Some hacks exist for partial downloading. If you wanted that you could use Dat’s base layer, hyperdrive, directly from node.js. (However, no-one uses node.js for science at the moment, so if you find yourself working on this bit of plumbing, ask yourself if you are yak shaving, and whether your procrastinating might be better spent going outside for some fresh air.)

Sno

Sno

Sno stores geospatial and tabular data in Git, providing version control at the row and cell level.

  • Built on Git, works like Git
  • Uses standard Git repositories and Git-like CLI commands. If you know Git, you’ll feel right at home with Sno.
  • Supports current GIS workflows
  • Provides repository working copies as GIS databases and files. Edit directly in common GIS software without plugins.

dolt

dolt

Dolt is a relational database, i.e. it has tables, and you can execute SQL queries against those tables. It also has version control primitives that operate at the level of table cell. Thus Dolt is a database that supports fine grained value-wise version control, where all changes to data and schema are stored in commit log.

It is inspired by RDBMS and Git, and attempts to blend concepts about both in a manner that allows users to better manage, distribute, and collaborate on, data.

git-annex

Choose this if… you are a giant nerd with harrowing restrictions on your data transfer and its worth your while to leverage this very sophisticated and yet confusing bit of software to work around these challenges. E.g. you are integrating sneakernets and various online options. Which I am not. It is not targetted specifically at data science people but is much more broad. Might still work though.
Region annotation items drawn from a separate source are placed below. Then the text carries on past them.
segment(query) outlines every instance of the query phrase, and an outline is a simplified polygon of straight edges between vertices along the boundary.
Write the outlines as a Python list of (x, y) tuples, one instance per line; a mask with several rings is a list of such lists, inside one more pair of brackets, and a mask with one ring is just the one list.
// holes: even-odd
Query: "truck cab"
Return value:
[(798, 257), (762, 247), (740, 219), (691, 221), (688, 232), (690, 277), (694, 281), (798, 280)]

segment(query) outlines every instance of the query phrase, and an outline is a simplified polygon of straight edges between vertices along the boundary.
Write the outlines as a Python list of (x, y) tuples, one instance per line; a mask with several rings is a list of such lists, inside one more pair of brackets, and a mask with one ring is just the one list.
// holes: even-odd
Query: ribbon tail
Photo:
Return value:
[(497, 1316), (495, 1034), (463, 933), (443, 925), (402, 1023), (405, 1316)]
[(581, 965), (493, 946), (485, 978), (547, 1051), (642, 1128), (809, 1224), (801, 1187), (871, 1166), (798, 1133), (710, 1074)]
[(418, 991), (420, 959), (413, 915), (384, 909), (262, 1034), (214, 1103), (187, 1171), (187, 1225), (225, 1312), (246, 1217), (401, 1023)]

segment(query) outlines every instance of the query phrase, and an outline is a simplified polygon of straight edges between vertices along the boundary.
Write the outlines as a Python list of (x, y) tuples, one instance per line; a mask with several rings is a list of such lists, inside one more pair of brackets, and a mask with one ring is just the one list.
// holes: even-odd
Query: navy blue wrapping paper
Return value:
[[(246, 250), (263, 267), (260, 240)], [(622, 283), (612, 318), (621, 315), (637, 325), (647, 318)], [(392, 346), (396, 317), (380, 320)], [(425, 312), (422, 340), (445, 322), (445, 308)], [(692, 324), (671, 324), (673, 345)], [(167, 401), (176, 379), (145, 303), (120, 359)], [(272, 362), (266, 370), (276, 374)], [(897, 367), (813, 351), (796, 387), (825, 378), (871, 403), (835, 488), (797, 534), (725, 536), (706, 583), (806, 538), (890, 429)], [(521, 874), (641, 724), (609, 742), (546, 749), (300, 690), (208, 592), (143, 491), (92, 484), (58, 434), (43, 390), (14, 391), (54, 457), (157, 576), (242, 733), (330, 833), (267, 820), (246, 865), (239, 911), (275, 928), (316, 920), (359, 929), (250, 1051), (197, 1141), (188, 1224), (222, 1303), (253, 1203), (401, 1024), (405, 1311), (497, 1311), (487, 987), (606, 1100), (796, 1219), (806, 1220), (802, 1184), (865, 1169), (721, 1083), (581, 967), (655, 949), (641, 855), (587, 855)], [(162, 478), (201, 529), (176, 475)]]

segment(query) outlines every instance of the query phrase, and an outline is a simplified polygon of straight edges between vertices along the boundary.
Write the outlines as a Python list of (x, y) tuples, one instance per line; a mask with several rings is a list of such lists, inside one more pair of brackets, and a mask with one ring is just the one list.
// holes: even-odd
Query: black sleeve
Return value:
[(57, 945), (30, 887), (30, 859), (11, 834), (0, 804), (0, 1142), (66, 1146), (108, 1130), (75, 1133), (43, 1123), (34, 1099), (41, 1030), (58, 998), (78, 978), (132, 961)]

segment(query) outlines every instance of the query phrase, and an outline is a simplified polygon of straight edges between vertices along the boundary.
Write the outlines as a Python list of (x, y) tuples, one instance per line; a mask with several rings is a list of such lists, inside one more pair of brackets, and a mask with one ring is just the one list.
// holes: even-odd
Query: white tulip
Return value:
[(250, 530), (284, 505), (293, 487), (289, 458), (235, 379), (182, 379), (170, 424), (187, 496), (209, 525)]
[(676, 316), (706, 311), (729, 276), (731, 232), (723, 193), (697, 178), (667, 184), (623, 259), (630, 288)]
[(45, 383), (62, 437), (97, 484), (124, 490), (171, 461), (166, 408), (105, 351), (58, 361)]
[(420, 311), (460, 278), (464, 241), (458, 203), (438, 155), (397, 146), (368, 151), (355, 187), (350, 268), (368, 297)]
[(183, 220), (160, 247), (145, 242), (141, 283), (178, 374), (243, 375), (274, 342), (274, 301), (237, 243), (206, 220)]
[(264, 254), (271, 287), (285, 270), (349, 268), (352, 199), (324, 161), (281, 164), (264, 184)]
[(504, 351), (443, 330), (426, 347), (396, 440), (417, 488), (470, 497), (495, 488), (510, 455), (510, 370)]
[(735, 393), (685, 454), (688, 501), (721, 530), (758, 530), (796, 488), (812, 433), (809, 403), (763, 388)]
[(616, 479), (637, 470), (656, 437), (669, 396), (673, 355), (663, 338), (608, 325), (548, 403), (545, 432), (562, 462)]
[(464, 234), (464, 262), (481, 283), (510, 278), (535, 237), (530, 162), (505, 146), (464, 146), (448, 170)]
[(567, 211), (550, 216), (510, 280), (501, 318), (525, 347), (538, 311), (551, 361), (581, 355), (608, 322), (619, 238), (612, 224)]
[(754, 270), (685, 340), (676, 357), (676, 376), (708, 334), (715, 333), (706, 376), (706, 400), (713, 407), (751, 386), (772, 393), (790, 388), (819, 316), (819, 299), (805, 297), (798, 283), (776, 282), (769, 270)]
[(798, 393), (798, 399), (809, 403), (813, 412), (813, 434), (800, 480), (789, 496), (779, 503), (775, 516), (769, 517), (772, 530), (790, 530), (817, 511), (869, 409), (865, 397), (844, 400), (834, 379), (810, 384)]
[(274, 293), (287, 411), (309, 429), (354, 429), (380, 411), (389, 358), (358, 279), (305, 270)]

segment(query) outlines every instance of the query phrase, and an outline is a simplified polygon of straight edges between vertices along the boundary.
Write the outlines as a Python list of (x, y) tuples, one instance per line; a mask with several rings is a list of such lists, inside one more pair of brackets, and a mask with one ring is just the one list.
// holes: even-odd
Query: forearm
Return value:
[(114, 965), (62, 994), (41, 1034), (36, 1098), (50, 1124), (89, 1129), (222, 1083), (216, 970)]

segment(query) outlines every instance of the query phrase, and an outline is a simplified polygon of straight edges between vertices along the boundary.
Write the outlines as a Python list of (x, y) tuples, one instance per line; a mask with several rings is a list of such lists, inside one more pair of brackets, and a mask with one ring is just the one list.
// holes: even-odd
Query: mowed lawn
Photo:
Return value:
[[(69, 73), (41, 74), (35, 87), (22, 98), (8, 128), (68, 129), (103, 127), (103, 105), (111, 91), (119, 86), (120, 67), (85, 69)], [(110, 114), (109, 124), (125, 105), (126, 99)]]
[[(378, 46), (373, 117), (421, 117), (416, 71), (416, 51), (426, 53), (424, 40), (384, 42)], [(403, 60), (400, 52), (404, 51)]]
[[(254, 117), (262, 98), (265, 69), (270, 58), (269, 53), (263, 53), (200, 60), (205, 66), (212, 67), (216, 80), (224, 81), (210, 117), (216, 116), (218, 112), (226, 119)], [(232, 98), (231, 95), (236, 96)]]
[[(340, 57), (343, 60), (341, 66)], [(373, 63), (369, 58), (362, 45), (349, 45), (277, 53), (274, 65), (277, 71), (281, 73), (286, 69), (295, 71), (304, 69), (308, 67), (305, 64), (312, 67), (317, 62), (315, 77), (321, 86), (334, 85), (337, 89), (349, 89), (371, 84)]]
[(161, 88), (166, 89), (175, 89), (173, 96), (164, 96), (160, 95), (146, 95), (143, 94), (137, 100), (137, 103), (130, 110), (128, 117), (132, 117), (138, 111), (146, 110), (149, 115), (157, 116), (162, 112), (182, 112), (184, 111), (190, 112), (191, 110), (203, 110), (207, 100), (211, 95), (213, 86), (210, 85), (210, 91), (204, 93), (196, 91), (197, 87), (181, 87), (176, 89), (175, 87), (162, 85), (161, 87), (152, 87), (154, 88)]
git-annex supports explicit and customisable folder-tree synchronisation, merging and sneakernets and as such I am well disposed toward it. You can choose to have things in various stores, and to copy files to an from servers or disks as they become available. It doesn’t support iOS. Windows support is experimental. Granularity is per-file. It has weird symlink-based file access protocol which might be inconvenient for many uses. (I’m imagining this is trouble for Microsoft Word or whatever.)

Also, do you want to invoke various disk-online-disk-offline-how-sync-when options from the command line, or do you want stuff to magically replicate itself across some machines without requiring you to remember the correct incantation on a regular basis?

The documentation is nerdy and unclear, but I think my needs are nerdy and unclear by modern standards. However, the combinatorial explosion of options and excessive hands-on-ness is a serious problem which I will not realistically get around to addressing due to my to-do list already being too long.

Pachyderm

Pachyderm

is a tool for production data pipelines. If you need to chain together data scraping, ingestion, cleaning, munging, wrangling, processing, modeling, and analysis in a sane way, then Pachyderm is for you. If you have an existing set of scripts which do this in an ad-hoc fashion and you're looking for a way to "productionize" them, Pachyderm can make this easy for you.

  • Containerized: Pachyderm is built on Docker and Kubernetes. Whatever languages or libraries your pipeline needs, they can run on Pachyderm which can easily be deployed on any cloud provider or on prem.
  • Version Control: Pachyderm version controls your data as it’s processed. You can always ask the system how data has changed, see a diff, and, if something doesn’t look right, revert.
  • Provenance (aka data lineage): Pachyderm tracks where data comes from. Pachyderm keeps track of all the code and data that created a result.
  • Parallelization: Pachyderm can efficiently schedule massively parallel workloads.
  • Incremental Processing: Pachyderm understands how your data has changed and is smart enough to only process the new data.

This is the wrong scale for me, but interesting to see how enterprise might be doing big versions of my little experiments.